Wednesday, October 03, 2012

rams and yowes (multi-coloured)

This is a Kate Davies pattern, if that means nothing to you find out about her at http://katedaviesdesigns.com/ - she designs the most beautiful knitted items. They are, apart from the fantastic designs, a joy to knit as they are so well laid out and easy to follow. When I saw rams and yowes I knew I had to make it.

I'd already made 'sheep heid' in (for me) record time. I did this in the natural Shetland colours from Jamieson & Smith the pattern was written for. For 'rams and yowes' I decided to use those up, and a lot of the many, many 'left over from other projects' balls of colourful Rowan (Yorkshire Tweed, Rowanspun etc. etc.), Jamieson & Smith and Hanne Falkenberg wool I seem to have accumulated. All these are 100% wool and, I felt, were still appropriate for the pattern.

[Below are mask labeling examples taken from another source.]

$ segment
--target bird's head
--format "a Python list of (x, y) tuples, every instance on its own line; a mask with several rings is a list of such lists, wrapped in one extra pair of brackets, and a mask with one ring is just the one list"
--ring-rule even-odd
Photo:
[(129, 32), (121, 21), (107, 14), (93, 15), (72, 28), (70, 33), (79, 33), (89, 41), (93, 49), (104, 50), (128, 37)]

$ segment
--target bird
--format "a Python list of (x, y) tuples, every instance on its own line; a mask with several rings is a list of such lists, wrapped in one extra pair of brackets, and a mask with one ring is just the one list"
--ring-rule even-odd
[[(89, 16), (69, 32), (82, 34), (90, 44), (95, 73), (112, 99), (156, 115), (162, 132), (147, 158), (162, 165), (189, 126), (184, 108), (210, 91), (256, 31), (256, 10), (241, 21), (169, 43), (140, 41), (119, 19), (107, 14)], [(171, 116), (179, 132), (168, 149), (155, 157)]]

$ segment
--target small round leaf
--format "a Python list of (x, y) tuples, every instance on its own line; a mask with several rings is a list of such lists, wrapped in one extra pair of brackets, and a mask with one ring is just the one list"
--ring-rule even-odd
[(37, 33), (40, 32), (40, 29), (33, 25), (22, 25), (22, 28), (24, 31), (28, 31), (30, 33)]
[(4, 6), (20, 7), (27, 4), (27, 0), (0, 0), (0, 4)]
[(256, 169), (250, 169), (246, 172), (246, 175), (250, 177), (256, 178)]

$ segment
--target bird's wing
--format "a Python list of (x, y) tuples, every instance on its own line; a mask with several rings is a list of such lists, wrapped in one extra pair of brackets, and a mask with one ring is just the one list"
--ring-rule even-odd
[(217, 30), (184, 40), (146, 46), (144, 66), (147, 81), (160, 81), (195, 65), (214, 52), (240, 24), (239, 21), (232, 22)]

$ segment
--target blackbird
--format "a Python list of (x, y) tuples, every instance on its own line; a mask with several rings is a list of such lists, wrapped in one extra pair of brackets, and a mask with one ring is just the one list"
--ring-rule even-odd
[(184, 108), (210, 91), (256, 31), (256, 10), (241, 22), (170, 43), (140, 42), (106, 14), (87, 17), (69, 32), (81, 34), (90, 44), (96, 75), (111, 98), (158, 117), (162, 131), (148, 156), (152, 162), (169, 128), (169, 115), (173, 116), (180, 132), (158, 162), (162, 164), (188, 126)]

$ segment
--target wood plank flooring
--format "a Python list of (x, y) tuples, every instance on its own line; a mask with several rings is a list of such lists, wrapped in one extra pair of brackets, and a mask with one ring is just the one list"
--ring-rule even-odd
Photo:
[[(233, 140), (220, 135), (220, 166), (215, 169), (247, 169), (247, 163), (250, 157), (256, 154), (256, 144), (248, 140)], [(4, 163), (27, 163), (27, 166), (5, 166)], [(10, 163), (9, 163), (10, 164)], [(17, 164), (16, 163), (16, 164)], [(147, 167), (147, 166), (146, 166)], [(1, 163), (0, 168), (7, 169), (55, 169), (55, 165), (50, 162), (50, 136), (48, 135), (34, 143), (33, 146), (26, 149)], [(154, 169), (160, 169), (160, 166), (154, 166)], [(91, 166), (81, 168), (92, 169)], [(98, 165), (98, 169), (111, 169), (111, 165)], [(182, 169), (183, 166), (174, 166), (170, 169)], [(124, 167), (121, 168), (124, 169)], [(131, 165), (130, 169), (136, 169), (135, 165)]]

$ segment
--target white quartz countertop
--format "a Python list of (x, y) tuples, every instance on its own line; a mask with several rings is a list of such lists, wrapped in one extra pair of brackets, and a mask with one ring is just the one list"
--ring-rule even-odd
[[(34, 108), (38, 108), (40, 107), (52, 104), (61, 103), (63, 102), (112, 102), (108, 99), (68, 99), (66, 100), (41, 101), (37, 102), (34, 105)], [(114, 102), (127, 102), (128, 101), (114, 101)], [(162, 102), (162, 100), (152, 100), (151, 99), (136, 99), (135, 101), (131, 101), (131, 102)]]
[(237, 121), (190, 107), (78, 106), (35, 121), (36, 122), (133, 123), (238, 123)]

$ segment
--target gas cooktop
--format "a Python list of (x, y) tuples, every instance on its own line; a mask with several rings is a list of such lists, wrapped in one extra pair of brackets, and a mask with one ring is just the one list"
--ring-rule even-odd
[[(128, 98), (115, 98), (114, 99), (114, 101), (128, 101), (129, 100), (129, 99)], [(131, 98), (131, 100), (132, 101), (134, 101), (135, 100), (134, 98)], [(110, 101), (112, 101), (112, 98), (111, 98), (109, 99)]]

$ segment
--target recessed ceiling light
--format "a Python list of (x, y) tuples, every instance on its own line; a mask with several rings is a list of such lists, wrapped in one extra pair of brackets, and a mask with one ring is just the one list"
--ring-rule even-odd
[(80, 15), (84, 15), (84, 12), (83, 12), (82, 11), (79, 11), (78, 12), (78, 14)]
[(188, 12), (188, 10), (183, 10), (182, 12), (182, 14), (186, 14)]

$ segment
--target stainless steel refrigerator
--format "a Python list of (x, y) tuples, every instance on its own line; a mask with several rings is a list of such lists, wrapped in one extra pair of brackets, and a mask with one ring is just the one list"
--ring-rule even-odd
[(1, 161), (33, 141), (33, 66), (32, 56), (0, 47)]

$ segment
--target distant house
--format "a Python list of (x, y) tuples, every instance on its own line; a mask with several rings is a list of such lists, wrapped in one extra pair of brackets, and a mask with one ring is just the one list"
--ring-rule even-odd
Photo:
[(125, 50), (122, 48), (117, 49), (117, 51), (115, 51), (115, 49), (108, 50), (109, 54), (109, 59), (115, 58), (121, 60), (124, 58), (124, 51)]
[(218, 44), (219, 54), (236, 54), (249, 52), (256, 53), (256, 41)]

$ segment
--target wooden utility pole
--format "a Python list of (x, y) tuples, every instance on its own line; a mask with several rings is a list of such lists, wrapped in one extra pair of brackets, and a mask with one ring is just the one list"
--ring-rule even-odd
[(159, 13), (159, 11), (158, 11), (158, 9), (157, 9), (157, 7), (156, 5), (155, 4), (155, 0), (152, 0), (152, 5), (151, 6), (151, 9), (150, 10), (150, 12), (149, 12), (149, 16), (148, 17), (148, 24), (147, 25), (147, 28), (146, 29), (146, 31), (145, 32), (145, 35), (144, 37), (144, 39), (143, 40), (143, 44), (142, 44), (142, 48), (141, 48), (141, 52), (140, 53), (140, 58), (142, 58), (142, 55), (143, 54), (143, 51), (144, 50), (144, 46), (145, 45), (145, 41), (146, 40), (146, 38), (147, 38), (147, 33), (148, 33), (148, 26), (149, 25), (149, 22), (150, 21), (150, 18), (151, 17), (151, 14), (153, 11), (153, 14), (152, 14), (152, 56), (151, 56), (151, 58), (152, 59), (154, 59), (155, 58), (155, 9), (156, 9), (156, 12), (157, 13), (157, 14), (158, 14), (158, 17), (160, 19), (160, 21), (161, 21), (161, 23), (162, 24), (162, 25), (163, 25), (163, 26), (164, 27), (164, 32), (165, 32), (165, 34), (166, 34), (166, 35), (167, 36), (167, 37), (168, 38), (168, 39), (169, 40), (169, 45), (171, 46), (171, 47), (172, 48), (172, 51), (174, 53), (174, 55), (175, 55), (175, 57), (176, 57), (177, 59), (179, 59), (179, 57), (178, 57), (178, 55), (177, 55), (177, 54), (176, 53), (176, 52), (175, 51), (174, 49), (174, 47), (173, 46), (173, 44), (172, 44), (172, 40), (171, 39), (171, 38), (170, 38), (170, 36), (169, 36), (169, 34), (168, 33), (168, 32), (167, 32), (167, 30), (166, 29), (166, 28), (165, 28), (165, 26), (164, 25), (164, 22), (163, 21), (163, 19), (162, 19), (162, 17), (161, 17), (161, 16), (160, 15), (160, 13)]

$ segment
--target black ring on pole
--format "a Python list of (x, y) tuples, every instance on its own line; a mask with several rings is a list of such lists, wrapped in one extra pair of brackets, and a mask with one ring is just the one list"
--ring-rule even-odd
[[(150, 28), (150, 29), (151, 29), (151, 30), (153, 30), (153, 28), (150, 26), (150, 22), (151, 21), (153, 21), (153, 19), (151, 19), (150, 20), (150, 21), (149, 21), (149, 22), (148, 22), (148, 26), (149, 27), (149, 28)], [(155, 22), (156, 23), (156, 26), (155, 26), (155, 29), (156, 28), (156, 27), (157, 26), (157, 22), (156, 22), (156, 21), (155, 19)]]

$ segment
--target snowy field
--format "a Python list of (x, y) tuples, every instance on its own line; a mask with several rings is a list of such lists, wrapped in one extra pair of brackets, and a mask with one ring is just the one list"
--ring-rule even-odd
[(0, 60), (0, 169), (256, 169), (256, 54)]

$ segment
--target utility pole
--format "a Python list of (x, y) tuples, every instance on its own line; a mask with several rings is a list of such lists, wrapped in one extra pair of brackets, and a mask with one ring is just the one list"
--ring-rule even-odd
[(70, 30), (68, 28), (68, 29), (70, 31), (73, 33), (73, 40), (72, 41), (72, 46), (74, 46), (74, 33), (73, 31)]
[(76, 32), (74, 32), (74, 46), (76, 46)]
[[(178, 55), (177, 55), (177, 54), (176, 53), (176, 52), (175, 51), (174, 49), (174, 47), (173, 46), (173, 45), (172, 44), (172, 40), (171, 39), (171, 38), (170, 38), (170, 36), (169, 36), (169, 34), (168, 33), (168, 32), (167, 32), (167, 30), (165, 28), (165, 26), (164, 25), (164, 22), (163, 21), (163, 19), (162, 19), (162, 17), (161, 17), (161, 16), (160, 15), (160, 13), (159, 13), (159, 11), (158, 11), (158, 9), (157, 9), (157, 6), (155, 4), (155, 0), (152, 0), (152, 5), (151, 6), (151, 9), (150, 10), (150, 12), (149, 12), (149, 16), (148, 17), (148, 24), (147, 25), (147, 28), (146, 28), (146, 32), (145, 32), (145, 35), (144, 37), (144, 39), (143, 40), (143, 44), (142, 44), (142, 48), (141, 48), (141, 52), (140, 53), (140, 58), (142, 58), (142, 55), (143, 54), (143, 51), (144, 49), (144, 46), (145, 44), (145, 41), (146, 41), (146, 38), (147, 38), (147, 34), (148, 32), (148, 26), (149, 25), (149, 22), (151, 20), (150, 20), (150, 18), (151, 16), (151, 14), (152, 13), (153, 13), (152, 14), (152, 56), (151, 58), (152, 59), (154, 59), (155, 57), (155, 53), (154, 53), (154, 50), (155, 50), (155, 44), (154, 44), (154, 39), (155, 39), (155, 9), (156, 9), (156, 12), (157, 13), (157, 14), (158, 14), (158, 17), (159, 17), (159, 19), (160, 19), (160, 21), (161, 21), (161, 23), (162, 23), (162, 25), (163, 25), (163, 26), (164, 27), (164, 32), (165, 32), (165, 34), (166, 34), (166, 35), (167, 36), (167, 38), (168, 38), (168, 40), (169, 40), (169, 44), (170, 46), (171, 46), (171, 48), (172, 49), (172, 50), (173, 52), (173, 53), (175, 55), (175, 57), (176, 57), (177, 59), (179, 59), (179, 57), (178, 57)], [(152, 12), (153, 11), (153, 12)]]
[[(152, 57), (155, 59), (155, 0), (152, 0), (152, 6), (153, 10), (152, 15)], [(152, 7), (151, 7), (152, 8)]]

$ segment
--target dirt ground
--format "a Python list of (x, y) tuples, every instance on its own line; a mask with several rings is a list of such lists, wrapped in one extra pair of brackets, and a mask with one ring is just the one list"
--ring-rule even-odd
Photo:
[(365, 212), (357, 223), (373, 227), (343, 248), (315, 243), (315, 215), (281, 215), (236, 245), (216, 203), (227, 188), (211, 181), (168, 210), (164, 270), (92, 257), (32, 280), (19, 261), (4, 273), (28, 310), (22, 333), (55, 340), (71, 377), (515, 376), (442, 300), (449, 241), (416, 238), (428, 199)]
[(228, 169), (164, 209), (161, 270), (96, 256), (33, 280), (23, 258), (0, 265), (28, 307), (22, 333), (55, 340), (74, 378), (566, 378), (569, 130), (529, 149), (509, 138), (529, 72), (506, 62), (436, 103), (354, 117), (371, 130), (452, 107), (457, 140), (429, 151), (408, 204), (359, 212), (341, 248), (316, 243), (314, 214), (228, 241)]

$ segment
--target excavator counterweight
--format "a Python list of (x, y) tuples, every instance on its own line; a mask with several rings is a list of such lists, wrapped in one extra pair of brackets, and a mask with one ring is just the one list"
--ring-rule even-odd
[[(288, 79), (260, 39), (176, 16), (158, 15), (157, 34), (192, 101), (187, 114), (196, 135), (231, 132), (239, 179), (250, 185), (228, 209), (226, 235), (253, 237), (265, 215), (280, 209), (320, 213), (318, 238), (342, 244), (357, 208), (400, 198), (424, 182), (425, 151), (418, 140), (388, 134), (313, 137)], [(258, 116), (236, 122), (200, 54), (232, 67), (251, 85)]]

I spent a good few hours arranging balls of yarn together on the floor, and then a few more going cross-eyed in front of Excel spread sheets to get the colours to (sort of, I later discovered) work together, and came up with my plan.

This is the result:

I did all my rams in natural Shetland colours, my yowes decided they wanted to be colourful ladies, so how could I deny them.
 
 I tried to pick up the colours in the sheepy part of the blanket in the border, to tie it all together (however this meant I lost the gradual shading from dark to light in Kate's original design)...
 
...and picked up the pale purple again in the centre (some of my decisions were based on how much of which colour I had in my stash!). I'm not sure this grey/brown combo really shows off the second row of rams as much as I'd have liked.
 
It's also a bit crinkly round the border, which I believe I could fix by going down a needle size the next time I knit it - because I do think I need another one.
 
Here are the yowes again. All the time I was knitting it they reminded me of the 'Mo'hairs'* in Margaret Attwood's 'Year of the Flood'.
 
*multicoloured sheep used for growing replacement hair. You should read the book.


First Post

Who ever knows what to write in a first post? Not me.

I'll be posting things here mainly to remember what I've been making out of wool, though I expect other things might creep in here too (even cotton, you never know...).